ITSN-1s impairs LC cell proliferation and growth. a A549 and A549 + ITSN cells (107) were seeded in 100 cm2 plates, cultured for five days, trypsinized and counted. b Serial dilutions of A549 and A549 + ITSN-1s cells seeded in 96-well plates were subjected to the MTT assay. Cell proliferation was assessed by absorbance at 570 nm; (w-well). c Three points on the linear part of the proliferation curve were used to evaluate the extent of cell growth inhibition. Data are shown as percentage of control. d A549 and A549 + ITSN-1s cells (5×105) were seeded in 35 mm dishes in media with 0.28 % agar on a base of 0.58 % agar. Colonies began to form 30 days later, and were stained with crystal violet dye. Representative plates are shown. e The number of colonies was quantified. Data are shown as percentage of control. Error bar represents mean ± SE; *p < 0.05; **p < 0.01. The above data are representative of 3 independent experiments performed under identical experimental conditions. f A549 and A549 + ITSN cells (107) injected into nude mice. Shown are representative tumors that formed 30 days post-injection. g Mean tumor area was measured using NIH ImageJ. Error bar represents mean ± SE; (n = 3-5 mice); *p < 0.05

Since restoring ITSN-1s level impairs A549 cell proliferation, we examined whether ITSN-1s regulates anchorage-independent growth, one of the hallmarks of cell transformation [28]. We performed the soft-agar assay, a validated in vitro assay for detecting malignant transformation [28]. Cells started to form noticeable colonies after 30 days of culture.

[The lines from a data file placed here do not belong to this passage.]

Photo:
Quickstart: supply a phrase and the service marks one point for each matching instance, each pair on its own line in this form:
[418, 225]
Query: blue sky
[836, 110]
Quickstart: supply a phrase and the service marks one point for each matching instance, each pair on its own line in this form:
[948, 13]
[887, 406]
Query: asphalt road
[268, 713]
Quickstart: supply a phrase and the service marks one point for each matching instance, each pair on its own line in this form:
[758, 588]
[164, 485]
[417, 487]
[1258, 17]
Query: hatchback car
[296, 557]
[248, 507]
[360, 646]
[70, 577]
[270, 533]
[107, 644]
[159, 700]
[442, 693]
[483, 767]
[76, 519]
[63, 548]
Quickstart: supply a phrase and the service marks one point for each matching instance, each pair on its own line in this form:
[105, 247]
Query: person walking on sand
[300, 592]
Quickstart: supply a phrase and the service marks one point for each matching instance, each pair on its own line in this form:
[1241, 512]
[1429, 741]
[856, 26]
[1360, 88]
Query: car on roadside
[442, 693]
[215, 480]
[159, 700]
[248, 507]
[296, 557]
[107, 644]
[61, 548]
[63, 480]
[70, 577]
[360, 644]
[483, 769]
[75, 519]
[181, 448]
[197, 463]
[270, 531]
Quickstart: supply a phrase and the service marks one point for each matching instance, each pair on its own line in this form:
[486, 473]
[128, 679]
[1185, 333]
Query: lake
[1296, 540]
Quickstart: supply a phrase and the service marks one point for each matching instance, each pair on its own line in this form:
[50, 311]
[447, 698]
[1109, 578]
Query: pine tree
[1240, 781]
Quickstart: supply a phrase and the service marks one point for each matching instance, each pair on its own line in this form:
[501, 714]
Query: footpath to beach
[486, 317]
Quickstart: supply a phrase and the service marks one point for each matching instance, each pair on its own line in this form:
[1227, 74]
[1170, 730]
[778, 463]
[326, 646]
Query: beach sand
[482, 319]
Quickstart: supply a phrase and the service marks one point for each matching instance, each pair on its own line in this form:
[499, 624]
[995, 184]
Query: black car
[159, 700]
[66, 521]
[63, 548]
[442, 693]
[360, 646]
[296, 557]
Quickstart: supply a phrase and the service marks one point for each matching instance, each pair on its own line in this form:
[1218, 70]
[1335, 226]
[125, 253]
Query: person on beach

Although both A549 and A549 + ITSN-1s cells formed colonies, the ability of A549 + ITSN-1s cells to grow independent of anchorage was impaired compared to A549 cells (Fig. 3d); the number of colonies was 80 % lower (Fig. 3e), suggesting that ITSN-1s deficiency is an important component in the anchorage-independent growth of human LC cells.

To gain insight into ITSN-1s’ role in anchorage-independent growth of LC cells in vivo, we performed a xenograft tumor assay [31]. Immunodeficient mice were injected subcutaneously with A549 and A549 + ITSN-1s cells. Tumor development and growth were monitored for 4 weeks at which point tumors were resected, photographed (Fig. 3f), and measured. The tumors of mice injected with A549 + ITSN-1s cells were 42 % smaller than the tumors of mice injected with A549 cells (Fig. 3g). Together these studies demonstrate that ITSN-1s restoration in A549 cells significantly imapirs tumor proliferation and anchorage-independent growth.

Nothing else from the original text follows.